# My Wine Making and Storage Area



## admiral (Nov 29, 2009)

Here are some pictures of my wine storage area and my current working projects:

This is my storage area. 







These are my works in progress:






These guys are from left to right:

Mosti Mondiale Sauvignon Blanc, RJS Orange Chocolate Port, Spiced Hard Cider, and Red Mountain Cabernet Sauvignon.

Unseen, aging in carboys, Old Vines Zinfandel, Mosti Mondiale Amarone, Stag's Leap District Merlot, Mosti Mondiale Pinot Grigo, and Outback Chardonnay.


----------



## grapeman (Nov 29, 2009)

Those look great and that's a great selection you have . The Mosti Amarone- which one is that. I have done a few and am just finishing up a bottle (lasted 3 days) of Mosti All Juice Amarone. It is good, but the Rennaissance Amarone is much fuller bodied with the raisins it comes with.


----------



## AlFulchino (Nov 29, 2009)

all looks great...i like that sample valve...is it glass or plastic?


----------



## admiral (Nov 29, 2009)

Al, it is plastic. It came in the better bottle. As I noted elsewhere, I rarely use better bottles but necessity called in this case.
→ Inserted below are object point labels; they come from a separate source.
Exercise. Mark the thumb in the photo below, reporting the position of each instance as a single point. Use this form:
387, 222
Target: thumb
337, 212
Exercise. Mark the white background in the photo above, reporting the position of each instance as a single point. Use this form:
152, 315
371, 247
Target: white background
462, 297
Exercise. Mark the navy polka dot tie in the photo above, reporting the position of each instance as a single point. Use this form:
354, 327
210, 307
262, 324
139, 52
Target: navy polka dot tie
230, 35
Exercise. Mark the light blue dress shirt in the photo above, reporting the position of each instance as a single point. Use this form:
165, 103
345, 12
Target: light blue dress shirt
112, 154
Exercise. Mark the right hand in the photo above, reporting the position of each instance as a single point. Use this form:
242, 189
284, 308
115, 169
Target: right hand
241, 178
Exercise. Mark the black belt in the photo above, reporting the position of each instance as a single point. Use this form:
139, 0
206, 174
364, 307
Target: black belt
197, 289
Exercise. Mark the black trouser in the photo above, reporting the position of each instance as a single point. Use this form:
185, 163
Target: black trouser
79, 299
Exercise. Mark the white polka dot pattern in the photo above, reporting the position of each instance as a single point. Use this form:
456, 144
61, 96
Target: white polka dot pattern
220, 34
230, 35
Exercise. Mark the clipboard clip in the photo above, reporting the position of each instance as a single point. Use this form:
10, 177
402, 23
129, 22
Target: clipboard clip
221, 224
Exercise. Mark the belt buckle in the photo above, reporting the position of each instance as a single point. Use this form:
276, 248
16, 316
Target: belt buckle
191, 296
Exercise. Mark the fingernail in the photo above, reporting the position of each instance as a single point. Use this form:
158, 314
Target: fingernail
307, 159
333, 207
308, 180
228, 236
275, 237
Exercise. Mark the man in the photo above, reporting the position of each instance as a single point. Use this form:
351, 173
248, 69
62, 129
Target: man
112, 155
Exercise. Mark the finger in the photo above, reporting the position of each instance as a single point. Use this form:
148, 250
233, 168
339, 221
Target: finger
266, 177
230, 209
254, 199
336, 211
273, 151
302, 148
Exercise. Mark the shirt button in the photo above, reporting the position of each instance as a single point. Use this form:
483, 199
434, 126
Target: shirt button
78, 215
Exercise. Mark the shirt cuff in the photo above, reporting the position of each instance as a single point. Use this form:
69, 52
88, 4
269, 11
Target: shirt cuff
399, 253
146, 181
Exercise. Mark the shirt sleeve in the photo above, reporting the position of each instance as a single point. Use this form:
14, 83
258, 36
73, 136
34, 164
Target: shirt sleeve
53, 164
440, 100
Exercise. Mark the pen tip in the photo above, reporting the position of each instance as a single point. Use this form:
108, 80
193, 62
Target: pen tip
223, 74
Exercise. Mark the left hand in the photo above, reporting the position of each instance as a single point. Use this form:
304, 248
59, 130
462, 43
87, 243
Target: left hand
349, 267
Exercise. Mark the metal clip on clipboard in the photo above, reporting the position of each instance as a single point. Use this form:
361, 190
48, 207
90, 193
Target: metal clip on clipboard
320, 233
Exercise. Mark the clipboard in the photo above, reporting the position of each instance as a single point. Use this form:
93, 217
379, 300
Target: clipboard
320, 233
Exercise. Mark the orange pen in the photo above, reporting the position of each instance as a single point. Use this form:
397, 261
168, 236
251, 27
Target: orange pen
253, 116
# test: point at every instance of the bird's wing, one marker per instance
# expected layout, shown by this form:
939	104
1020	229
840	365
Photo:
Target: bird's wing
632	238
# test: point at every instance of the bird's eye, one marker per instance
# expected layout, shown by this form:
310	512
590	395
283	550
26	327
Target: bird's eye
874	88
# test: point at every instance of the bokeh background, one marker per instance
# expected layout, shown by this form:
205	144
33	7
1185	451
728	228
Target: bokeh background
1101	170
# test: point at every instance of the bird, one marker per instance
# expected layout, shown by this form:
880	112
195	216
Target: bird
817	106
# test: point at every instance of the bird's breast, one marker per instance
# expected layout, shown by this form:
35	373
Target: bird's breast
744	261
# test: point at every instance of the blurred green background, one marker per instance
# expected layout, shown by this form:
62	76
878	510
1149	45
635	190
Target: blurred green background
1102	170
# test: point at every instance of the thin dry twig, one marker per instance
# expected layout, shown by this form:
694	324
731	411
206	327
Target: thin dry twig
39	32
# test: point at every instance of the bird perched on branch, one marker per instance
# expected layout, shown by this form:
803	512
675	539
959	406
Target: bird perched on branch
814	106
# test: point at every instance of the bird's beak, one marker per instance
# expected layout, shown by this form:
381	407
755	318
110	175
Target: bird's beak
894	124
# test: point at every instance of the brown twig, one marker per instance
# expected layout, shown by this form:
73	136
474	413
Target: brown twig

Rich, I will have to try the Renaissance. Thanks for the tip.


----------



## Wade E (Nov 29, 2009)

I like that red vacuum unit on the shelf above!



Same one I have!


----------



## Scott B (Nov 29, 2009)

Looks Great!


----------



## Runningwolf (Nov 29, 2009)

Looking good there Admiral.


----------



## gaudet (Nov 29, 2009)

21 gun salute to the Admiral.................... 

Looking ship shape....


----------



## vcasey (Nov 30, 2009)

Looks great!
VC


----------



## admiral (Nov 30, 2009)

Thanks, folks!


----------



## ibglowin (Nov 30, 2009)

Good taste in posters!


----------



## admiral (Nov 30, 2009)

Thanks! That's right, I saw posters like these in your winery. They are nice. I got them as a gift from SWMBO when I started my winery last year.


----------



## nursejohn (Nov 30, 2009)

Looks great. Keep up the good work.


----------



## xanxer82 (Nov 30, 2009)

Nice rack!





I like your area. Good setup and those wines look tasty


----------